SIR HARI SHANKAR PAUL Vs. KEDAR NATH SAHA

Decided On April 25, 1939
SIR HARI SHANKAR PAUL Appellant
V/S
KEDAR NATH SAHA Respondents

JUDGEMENT

(1.) The plaintiffs in this suit, now the appellants, seek to enforce a mortgage for the principal sum of Rs.25,000 with arrears of interest accrued. Their case is that the mortgage was effected by the delivery to them of the documents of title to certain immovable property in Calcutta with intent to create a security thereon. The general law in India under the Transfer of Property Act, 1882, is that a mortgage for a principal sum of Rs.100 or upwards can be effected only by a registered instrument duly signed and attested, but the validity of mortgages by deposit of title deeds in Calcutta and certain other places is expressly recognized and saved, doubtless because of the convenience of this form of security in commercial centres: see S.59 of the Act as it stood at the date of the transaction with which this case is concerned, and now, by amendment, S.58 (f).

(2.) That the title deeds of the property were deposited by the respondents with the appellants is not disputed, but the appellants were not content to rely only on this deposit.
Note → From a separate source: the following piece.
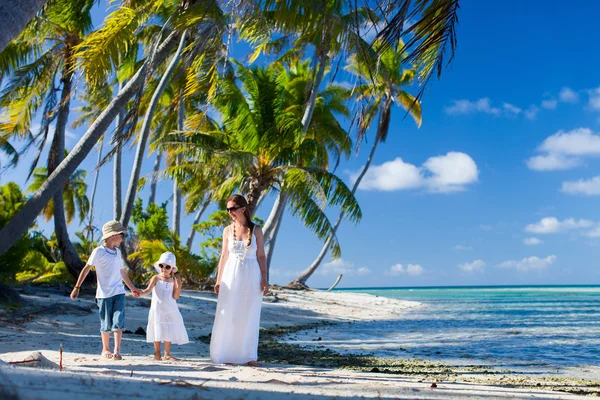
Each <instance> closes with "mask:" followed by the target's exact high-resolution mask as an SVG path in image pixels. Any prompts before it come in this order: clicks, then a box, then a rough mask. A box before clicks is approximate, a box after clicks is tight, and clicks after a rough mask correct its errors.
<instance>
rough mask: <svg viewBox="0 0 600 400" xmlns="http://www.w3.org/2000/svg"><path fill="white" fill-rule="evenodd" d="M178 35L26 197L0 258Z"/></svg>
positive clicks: (170, 39) (158, 51)
mask: <svg viewBox="0 0 600 400" xmlns="http://www.w3.org/2000/svg"><path fill="white" fill-rule="evenodd" d="M178 36H179V35H178V33H177V32H172V33H171V34H169V36H167V38H165V40H164V41H163V43H162V44H161V45H160V46H159V47H158V49H157V50H156V55H155V56H154V57H149V58H148V59H149V60H152V62H150V63H147V64H144V65H143V66H142V68H140V69H139V70H138V71H137V72H136V74H135V75H134V76H133V78H132V79H131V80H130V81H129V82H128V83H127V85H125V87H124V88H123V89H122V90H121V91H119V93H118V94H117V96H116V97H115V98H114V99H113V100H112V101H111V103H110V104H109V106H108V107H107V108H106V109H105V110H104V111H103V112H102V113H101V114H100V116H98V118H96V120H95V121H94V123H92V125H91V126H90V127H89V128H88V130H87V131H86V133H85V134H84V135H83V137H82V138H81V139H80V140H79V142H78V143H77V145H76V146H75V147H74V148H73V150H71V152H70V153H69V155H68V156H67V157H66V158H65V159H64V160H63V161H62V162H61V163H60V165H58V167H57V168H56V170H55V171H54V172H53V173H52V174H50V176H49V177H48V179H47V180H46V182H44V183H43V184H42V186H40V188H39V189H38V190H37V191H36V192H35V193H34V194H33V195H32V196H31V197H30V198H29V200H28V201H27V202H26V203H25V204H24V205H23V207H22V208H21V209H20V210H19V212H17V213H16V214H15V215H14V216H13V218H12V219H11V220H10V221H9V222H8V224H6V226H4V228H2V230H0V255H1V254H3V253H4V252H6V250H8V249H9V248H10V247H11V246H12V245H13V244H14V243H15V242H16V241H17V240H18V239H19V238H20V237H21V236H23V234H24V233H25V232H27V230H28V229H29V227H30V226H31V224H32V223H33V221H34V220H35V219H36V217H37V216H38V215H39V213H40V212H41V211H42V209H43V208H44V206H45V205H46V204H47V203H48V201H49V200H50V199H51V198H52V196H53V195H54V193H55V192H56V191H57V190H58V188H59V187H62V186H63V185H64V184H65V182H66V181H67V179H69V176H71V174H72V173H73V172H74V171H75V170H76V169H77V167H78V166H79V165H80V164H81V162H82V161H83V160H84V159H85V157H86V156H87V155H88V154H89V152H90V151H91V150H92V148H93V147H94V146H95V145H96V142H98V139H100V137H101V136H102V135H103V134H104V132H106V130H107V129H108V127H109V126H110V124H111V123H112V122H113V120H114V119H115V117H116V116H117V114H118V113H119V111H120V110H121V109H122V108H123V107H125V105H126V104H127V102H128V101H129V100H130V99H131V98H132V97H133V95H134V94H135V93H136V92H137V90H138V89H139V87H140V85H142V84H143V83H144V79H145V77H146V74H147V73H148V72H151V71H153V70H154V68H155V67H156V65H157V64H160V63H161V62H162V61H164V59H165V58H166V57H167V55H168V54H169V53H170V52H171V50H172V49H173V46H175V44H176V43H177V42H176V41H177V37H178Z"/></svg>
They insisted on the execution by the respondents of a memorandum of agreement "evidencing the said deposit and embodying the terms and conditions of the loan." The appellants found upon this memorandum in their plaint and the respondents in their written statement aver that this memorandum constituted the bargain between them and the appellants and they maintain that, inasmuch as it was not registered as required by Sec.17(1)(b), Registration Act, 1908, it is inadmissible in evidence and the mortgage is consequently unenforceable under S.49 of that Act. To this the appellants reply that the memorandum did not effect or constitute any transaction between the parties but merely recorded a transaction already completed; it therefore did not require registration, not being in the words of the statute, a non- testamentary instrument purporting or operating "to create, declare, assign, limit or extinguish . . . any right, title or interest... to or in immovable property." There have been numerous cases, some of which have reached this Board, in which a mortgage, alleged to have been effected by the deposit of title deeds, has been accompanied by a written document and in which the question has arisen whether that document was of such a character as to require registration. The decision in each case has turned upon the nature of the document in question. It will be sufficient to refer to one or two of the most recent of these cases.

(3.) In Sundarachariar V/s. Narayan Ayyar, (1931) 18 AIR PC 36 the title deeds of certain properties were handed over as security for a loan along with two written documents, viz. a promissory note for the total advance and a signed memorandum consisting of a list of the title deeds, prefaced with the names of the parties and these words: "As agreed upon in person I have delivered to you the undermentioned documents as security." In the view of their Lordships as expressed by Lord Tomlin, the memorandum was a document which merely records particulars of deeds the subject of a deposit ... it was and remained a list of the documents deposited and nothing more. It did not embody the terms of the agreement between the parties.